Ben Becher souligne également deux points critiques qui nécessitent une réparation immédiate. Le premier concerne l’année 2024, qualifiée d’ « année sinistrée » pour de nombreuses cultures pluviales comme les céréales, les légumineuses et les fourrages. Malgré des pertes considérables, les pouvoirs publics n’ont pas publié de décret déclarant officiellement l’état de catastrophe naturelle au sens juridique du terme. Cette absence de reconnaissance officielle a un double impact négatif. D’une part, elle prive les agriculteurs de la possibilité de se prévaloir de cette situation auprès des banques pour obtenir des reports d’échéances ou des aménagements de crédits, les institutions financières ne pouvant pas non plus appliquer de règles spécifiques liées à un cas de force majeure.
D’autre part, elle pénalise doublement les agriculteurs qui, en cas de bonne récolte l’année suivante, devront non seulement assumer les dépenses de la nouvelle campagne mais aussi rembourser les arriérés de l’année sinistrée, un fardeau particulièrement lourd après plusieurs saisons difficiles. Le second point soulevé est directement lié à cette situation : la suspension unilatérale par le gouvernement du Fonds d’indemnisation des calamités naturelles (FIDAC).

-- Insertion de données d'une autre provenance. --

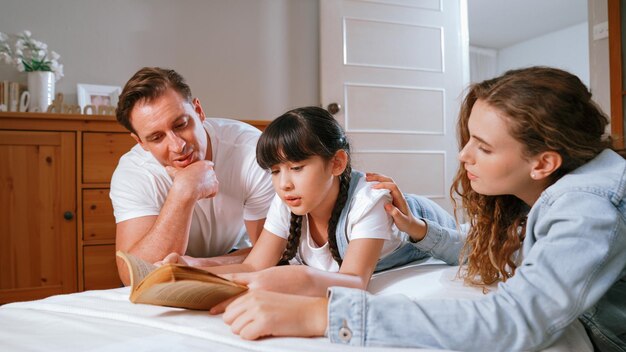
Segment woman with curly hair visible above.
[224,67,626,351]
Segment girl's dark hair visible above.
[450,67,611,285]
[256,106,352,266]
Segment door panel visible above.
[320,0,469,210]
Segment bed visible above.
[0,259,593,352]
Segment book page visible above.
[134,280,247,310]
[116,251,158,291]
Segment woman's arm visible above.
[366,173,467,265]
[224,195,626,351]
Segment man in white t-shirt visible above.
[110,67,274,284]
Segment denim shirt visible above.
[335,171,456,272]
[327,150,626,351]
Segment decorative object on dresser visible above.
[76,83,122,115]
[0,31,63,112]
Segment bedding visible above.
[0,259,593,352]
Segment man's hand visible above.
[154,252,193,266]
[165,160,219,200]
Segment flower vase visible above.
[28,71,55,112]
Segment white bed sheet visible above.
[0,259,593,352]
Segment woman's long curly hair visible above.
[256,106,352,266]
[450,67,611,285]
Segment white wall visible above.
[588,0,611,119]
[497,22,590,87]
[0,0,319,119]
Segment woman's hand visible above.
[365,172,427,241]
[223,290,328,340]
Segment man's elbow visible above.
[117,258,130,286]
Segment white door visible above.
[320,0,469,210]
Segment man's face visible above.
[130,89,211,169]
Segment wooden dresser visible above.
[0,112,268,304]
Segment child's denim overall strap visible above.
[335,171,456,272]
[335,170,365,259]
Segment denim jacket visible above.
[335,171,456,272]
[327,150,626,351]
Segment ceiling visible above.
[467,0,587,49]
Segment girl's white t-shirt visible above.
[264,178,403,272]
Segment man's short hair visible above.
[116,67,192,134]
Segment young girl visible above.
[219,67,626,351]
[164,107,455,298]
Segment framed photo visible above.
[76,83,122,114]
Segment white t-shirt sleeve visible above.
[263,195,291,239]
[109,160,167,223]
[348,184,393,240]
[243,157,275,220]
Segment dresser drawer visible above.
[83,188,115,242]
[83,132,136,183]
[83,244,122,290]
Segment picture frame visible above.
[76,83,122,115]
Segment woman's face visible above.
[459,100,537,205]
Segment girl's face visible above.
[270,156,341,217]
[459,100,537,205]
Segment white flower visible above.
[0,30,63,80]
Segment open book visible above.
[117,251,248,310]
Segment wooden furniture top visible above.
[0,111,271,132]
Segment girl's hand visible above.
[365,172,427,241]
[223,290,328,340]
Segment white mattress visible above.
[0,260,593,352]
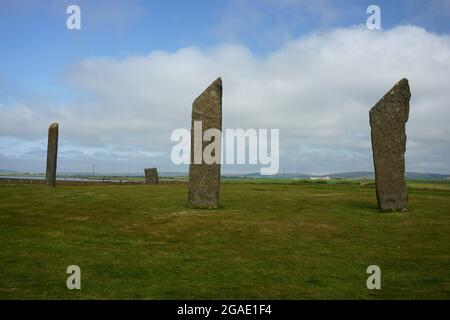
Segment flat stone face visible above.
[188,78,222,208]
[144,168,159,184]
[46,123,58,187]
[370,79,411,211]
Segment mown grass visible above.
[0,181,450,299]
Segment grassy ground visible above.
[0,181,450,299]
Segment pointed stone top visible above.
[205,77,222,92]
[371,78,411,113]
[194,77,222,104]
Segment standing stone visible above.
[46,122,58,187]
[144,168,159,184]
[370,79,411,211]
[188,78,222,208]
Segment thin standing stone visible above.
[370,79,411,211]
[144,168,159,184]
[188,78,222,208]
[46,122,58,187]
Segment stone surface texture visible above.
[370,79,411,211]
[188,78,222,208]
[45,123,58,187]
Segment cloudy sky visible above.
[0,0,450,174]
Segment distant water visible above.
[0,176,131,183]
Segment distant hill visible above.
[223,171,450,180]
[0,169,17,174]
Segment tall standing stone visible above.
[46,122,58,187]
[188,78,222,208]
[144,168,159,184]
[370,79,411,211]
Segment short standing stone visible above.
[144,168,159,184]
[370,79,411,211]
[188,78,222,208]
[46,123,58,187]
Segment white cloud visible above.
[0,26,450,173]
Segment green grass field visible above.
[0,181,450,299]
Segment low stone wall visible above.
[0,178,186,186]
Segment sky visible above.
[0,0,450,174]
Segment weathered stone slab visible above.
[144,168,159,184]
[188,78,222,208]
[46,122,58,187]
[370,79,411,211]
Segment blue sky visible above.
[0,0,450,99]
[0,0,450,173]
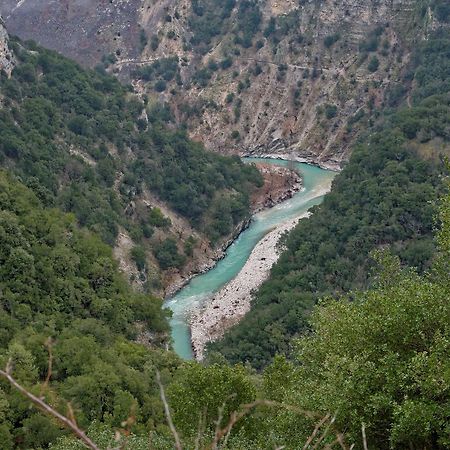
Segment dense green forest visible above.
[0,41,261,264]
[0,172,182,450]
[0,12,450,450]
[210,31,450,369]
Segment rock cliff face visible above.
[1,0,433,167]
[0,16,14,76]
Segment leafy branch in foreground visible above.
[0,362,354,450]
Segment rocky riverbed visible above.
[191,213,308,360]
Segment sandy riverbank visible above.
[191,213,308,360]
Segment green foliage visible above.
[0,172,178,448]
[325,103,337,120]
[288,243,450,449]
[148,208,172,228]
[131,245,147,270]
[211,32,450,368]
[367,56,380,73]
[0,38,258,253]
[167,363,256,437]
[323,33,341,48]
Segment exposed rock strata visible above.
[191,214,307,360]
[0,16,15,76]
[0,0,433,167]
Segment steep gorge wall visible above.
[2,0,432,167]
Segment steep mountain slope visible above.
[2,0,448,167]
[2,0,446,167]
[211,28,450,368]
[0,35,262,296]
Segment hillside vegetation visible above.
[0,37,262,284]
[211,32,450,369]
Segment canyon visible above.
[1,0,434,169]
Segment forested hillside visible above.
[211,30,450,369]
[0,171,183,450]
[0,38,261,290]
[5,0,450,167]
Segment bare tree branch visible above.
[0,362,100,450]
[156,370,183,450]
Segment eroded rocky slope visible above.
[2,0,436,167]
[0,16,14,76]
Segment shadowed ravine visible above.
[165,158,335,359]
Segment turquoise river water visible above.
[164,158,335,359]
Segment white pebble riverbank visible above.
[191,213,308,361]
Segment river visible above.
[164,158,336,359]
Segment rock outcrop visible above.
[0,16,15,76]
[0,0,433,168]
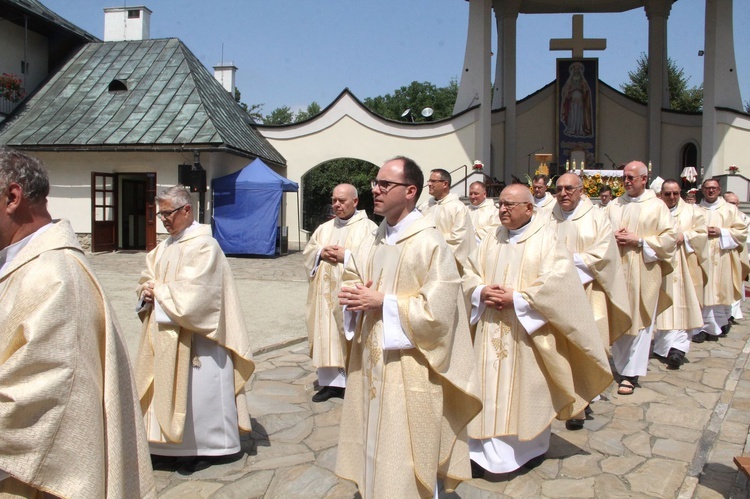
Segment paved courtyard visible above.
[90,253,750,499]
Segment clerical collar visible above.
[385,208,423,244]
[0,222,53,271]
[508,217,534,243]
[701,198,721,210]
[560,201,581,220]
[333,210,359,227]
[167,220,200,244]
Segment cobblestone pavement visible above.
[85,254,750,499]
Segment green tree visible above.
[294,101,320,123]
[302,158,378,232]
[620,53,703,111]
[364,78,458,122]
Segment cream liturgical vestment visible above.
[552,197,631,345]
[303,211,377,378]
[336,211,481,499]
[607,189,675,338]
[136,223,255,456]
[464,215,612,473]
[700,198,748,326]
[469,199,500,243]
[656,199,708,334]
[419,193,477,271]
[0,221,156,498]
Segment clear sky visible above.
[41,0,750,114]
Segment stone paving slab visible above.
[85,253,750,499]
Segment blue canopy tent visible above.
[211,159,299,256]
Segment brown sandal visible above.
[617,379,635,395]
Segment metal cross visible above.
[549,14,607,59]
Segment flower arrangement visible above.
[0,73,26,102]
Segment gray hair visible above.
[0,147,49,203]
[156,184,192,205]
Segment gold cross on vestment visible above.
[549,14,607,59]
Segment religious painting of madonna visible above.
[556,59,599,169]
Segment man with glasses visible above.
[654,179,707,369]
[552,173,631,372]
[607,161,676,395]
[693,178,748,343]
[531,174,555,215]
[336,157,481,498]
[464,184,612,476]
[419,168,477,272]
[0,148,156,498]
[469,182,500,244]
[302,184,377,402]
[136,185,255,471]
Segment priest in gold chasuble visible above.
[654,179,708,369]
[607,161,676,395]
[136,185,255,457]
[0,148,156,499]
[336,157,481,499]
[552,173,631,348]
[302,184,377,402]
[464,184,612,473]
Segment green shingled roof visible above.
[0,38,286,165]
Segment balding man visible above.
[0,148,156,499]
[464,184,612,476]
[607,161,675,395]
[693,182,747,343]
[531,173,555,216]
[419,168,477,272]
[469,182,500,244]
[654,179,707,369]
[723,191,750,326]
[302,184,377,402]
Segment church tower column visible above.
[453,0,494,175]
[492,0,521,185]
[701,0,742,178]
[645,0,672,178]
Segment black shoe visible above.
[471,461,484,478]
[313,386,346,402]
[667,348,685,369]
[565,419,585,431]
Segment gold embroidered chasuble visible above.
[136,225,255,443]
[0,221,156,498]
[336,216,481,499]
[419,192,477,272]
[552,197,632,346]
[607,189,676,335]
[469,199,500,241]
[302,211,377,368]
[700,198,748,307]
[656,199,708,331]
[464,216,612,441]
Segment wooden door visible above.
[146,173,156,251]
[91,172,117,252]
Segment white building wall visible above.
[0,19,49,93]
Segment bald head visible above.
[331,184,359,220]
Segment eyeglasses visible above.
[156,204,187,220]
[495,201,529,211]
[555,185,583,194]
[370,178,413,194]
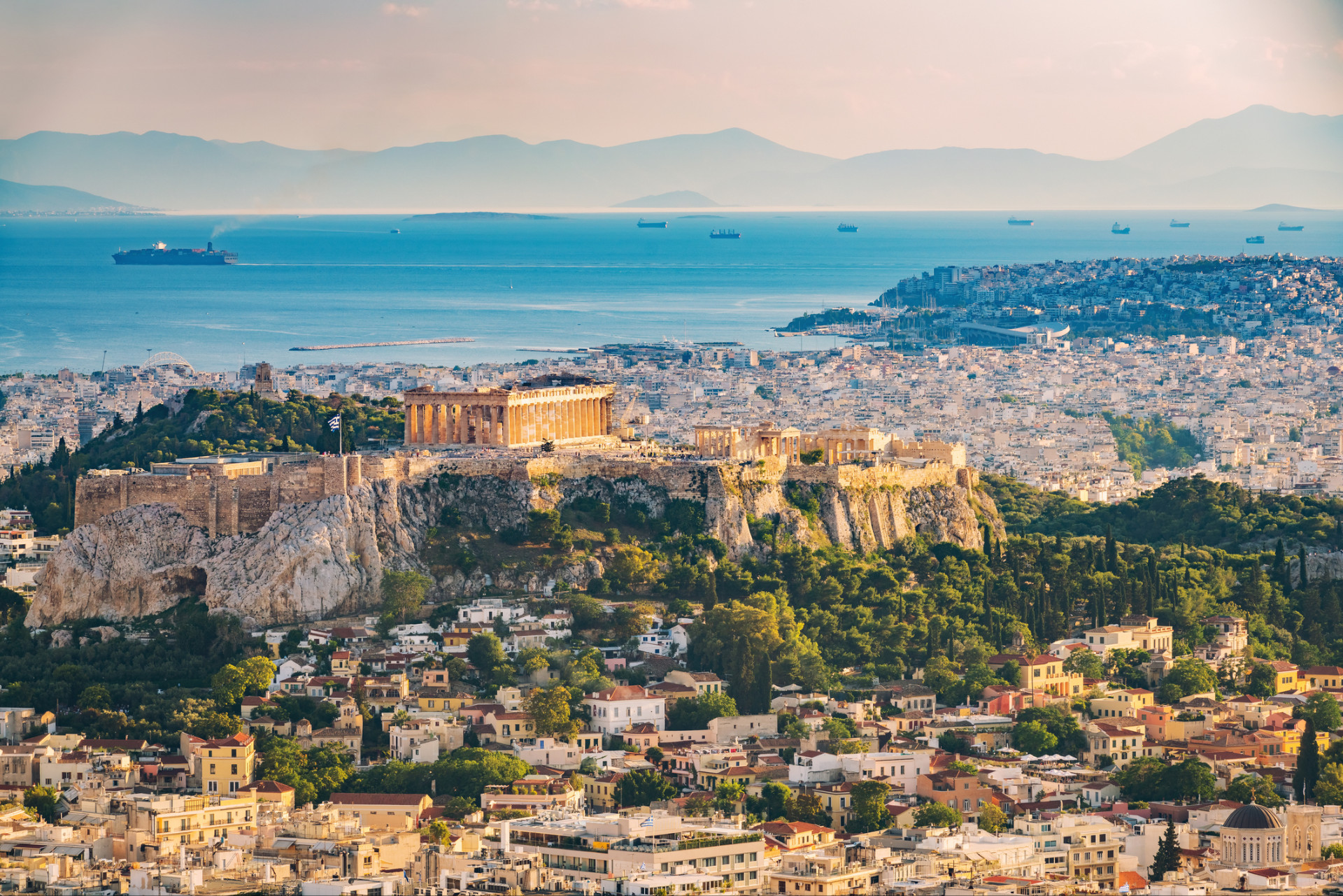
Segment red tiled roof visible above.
[330,794,428,806]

Ce fonds, mis en place en 2018, fonctionnait comme une assurance spécifique permettant aux agriculteurs cotisants de récupérer une partie de leurs dépenses en cas de sinistre naturel avéré. Or, le mécanisme de déclenchement de cette assurance est l’annonce officielle de l’état de catastrophe naturelle. Puisque cette annonce n’a pas eu lieu pour la saison 2024, les agriculteurs qui avaient souscrit et payé leurs cotisations se retrouvent dans l’impossibilité de réclamer une indemnisation. Pour Leith Ben Becher, cette situation est comparable à celle d’une personne qui paie une assurance incendie mais ne peut rien réclamer après un sinistre. Cette rupture pose un grave problème de confiance dans la parole publique et l’engagement de l’État, tout en perturbant le fonctionnement normal des exploitations agricoles.